De Duitse kunstenaar Anselm Kiefer heeft interessante dingen gezegd over verveling. Als kind vond hij dit verschrikkelijk maar als volwassene is het een bron van inspiratie geworden. Waarom? Omdat je in de verveling helemaal bij jezelf kunt zijn. Er is geen afleiding, geen buiten dat je bezig houdt en helemaal beheerst. Er is alleen een ik, een zelf dat bij zichzelf is en niets te doen heeft en niet weet wat het met deze tijd aanmoet. Inspiratie ontstaat in leegte, in het niets, als het ware uit het niets. Niet uit de volheid waar je de bomen in het bos niet meer ziet staan. Leeg zijn, leeg worden, wie weet wat je dit kan opleveren.
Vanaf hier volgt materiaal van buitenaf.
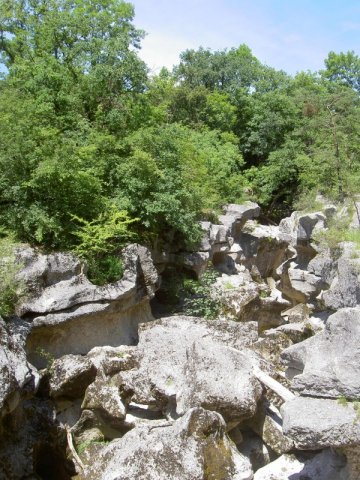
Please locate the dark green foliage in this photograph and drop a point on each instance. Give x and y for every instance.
(86, 135)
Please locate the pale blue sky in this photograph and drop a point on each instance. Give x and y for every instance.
(292, 35)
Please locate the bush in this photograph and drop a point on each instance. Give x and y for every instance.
(11, 289)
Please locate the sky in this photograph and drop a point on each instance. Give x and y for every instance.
(291, 35)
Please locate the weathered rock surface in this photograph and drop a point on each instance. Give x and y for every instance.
(17, 377)
(314, 423)
(264, 247)
(300, 227)
(70, 376)
(202, 364)
(344, 290)
(72, 315)
(326, 465)
(193, 448)
(328, 364)
(104, 397)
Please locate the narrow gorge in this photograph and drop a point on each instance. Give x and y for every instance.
(117, 382)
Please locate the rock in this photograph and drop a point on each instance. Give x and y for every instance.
(73, 315)
(328, 364)
(253, 448)
(326, 465)
(33, 445)
(235, 292)
(202, 364)
(235, 216)
(104, 397)
(314, 423)
(18, 378)
(300, 285)
(267, 423)
(193, 448)
(297, 314)
(264, 247)
(344, 290)
(300, 227)
(70, 375)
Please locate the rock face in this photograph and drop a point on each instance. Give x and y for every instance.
(18, 378)
(202, 364)
(70, 375)
(324, 466)
(71, 315)
(156, 399)
(193, 448)
(328, 364)
(315, 423)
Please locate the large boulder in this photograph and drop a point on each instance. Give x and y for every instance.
(192, 362)
(235, 216)
(326, 465)
(70, 375)
(264, 247)
(193, 448)
(18, 378)
(314, 423)
(344, 289)
(328, 364)
(71, 315)
(300, 227)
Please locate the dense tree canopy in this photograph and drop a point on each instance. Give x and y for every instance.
(85, 131)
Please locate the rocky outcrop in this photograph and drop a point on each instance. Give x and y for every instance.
(71, 315)
(323, 466)
(328, 364)
(193, 448)
(195, 355)
(18, 377)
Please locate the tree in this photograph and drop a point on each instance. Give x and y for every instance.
(343, 68)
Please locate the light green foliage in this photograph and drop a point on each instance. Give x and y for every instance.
(343, 68)
(198, 300)
(100, 242)
(11, 289)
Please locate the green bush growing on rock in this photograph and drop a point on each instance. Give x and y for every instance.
(11, 288)
(100, 243)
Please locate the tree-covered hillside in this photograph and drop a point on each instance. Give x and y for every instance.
(94, 151)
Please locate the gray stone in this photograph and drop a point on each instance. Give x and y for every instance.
(267, 423)
(188, 360)
(18, 378)
(70, 375)
(73, 315)
(328, 364)
(104, 397)
(193, 448)
(301, 227)
(314, 423)
(326, 465)
(264, 247)
(344, 290)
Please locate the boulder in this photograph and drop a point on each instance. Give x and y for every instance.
(193, 448)
(104, 398)
(326, 465)
(328, 364)
(267, 423)
(344, 290)
(264, 247)
(73, 315)
(314, 423)
(300, 227)
(18, 378)
(235, 216)
(194, 362)
(235, 292)
(70, 375)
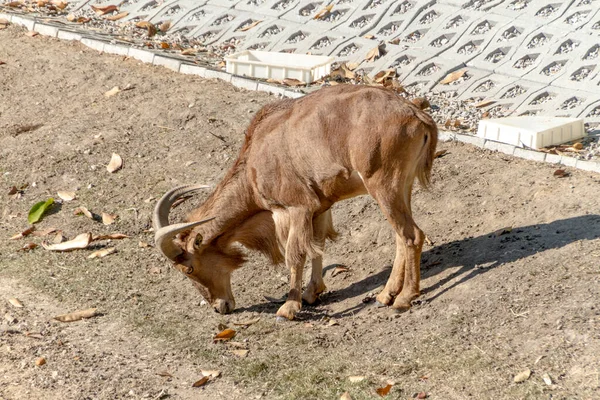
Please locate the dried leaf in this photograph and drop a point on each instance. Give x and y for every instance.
(77, 315)
(214, 373)
(561, 173)
(485, 103)
(80, 242)
(29, 246)
(108, 219)
(225, 334)
(147, 25)
(339, 269)
(82, 210)
(240, 353)
(38, 210)
(453, 76)
(324, 12)
(201, 382)
(101, 10)
(26, 232)
(522, 376)
(165, 26)
(15, 302)
(345, 396)
(503, 231)
(250, 26)
(373, 54)
(103, 253)
(111, 236)
(247, 322)
(384, 390)
(547, 380)
(356, 378)
(293, 82)
(115, 164)
(66, 196)
(112, 92)
(440, 153)
(118, 16)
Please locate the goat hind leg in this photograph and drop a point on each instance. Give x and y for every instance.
(322, 225)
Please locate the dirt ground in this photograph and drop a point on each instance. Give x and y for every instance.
(492, 305)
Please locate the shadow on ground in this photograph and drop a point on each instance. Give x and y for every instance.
(473, 256)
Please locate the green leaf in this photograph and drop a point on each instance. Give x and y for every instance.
(38, 209)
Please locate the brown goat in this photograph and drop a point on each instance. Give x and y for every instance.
(299, 158)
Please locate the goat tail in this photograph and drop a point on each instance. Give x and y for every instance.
(427, 155)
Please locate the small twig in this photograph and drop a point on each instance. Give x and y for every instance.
(519, 315)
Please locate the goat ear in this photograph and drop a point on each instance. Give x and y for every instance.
(198, 241)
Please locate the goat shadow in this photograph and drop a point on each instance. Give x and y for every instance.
(474, 256)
Meditatie is een manier, mindfullness een andere, maar ook het kunstproject “verveel me” dat momenteel op de Radboud Universiteit vanuit de Studentenkerk en op de HAN (René Donders) loopt. Je stopt je boeken en telefoon in een kluisje en je gaat je de hele dag (stierlijk) vervelen. Niet werken, niet studeren, niet iets doen waardoor je wordt afgeleid, maar lanterfanten, rondhangen, wachten, niet weten wat te doen, en niet willen weten wat te (moeten) doen: verveling dus! Wie weet wat het je oplevert! Maar wie durft dit nog aan, deze confrontatie met de lege tijd in zichzelf en met de gedachten van zichzelf als er even helemaal niets meer hoeft? De kluisjes staan klaar in de Studentenkerk en op Kapittelweg 33 (HAN). Durf je het aan?

John Hacking
22 mei 2019

Bron:
Valery, Paul, Windsriche. Aufzeichnungen und Aphorismen. Aus dem Franszösischen von Bernhard Bösenstein, Hans Staub und Peter Szondi, Frankfurt am Main 20187, (Suhrkamp)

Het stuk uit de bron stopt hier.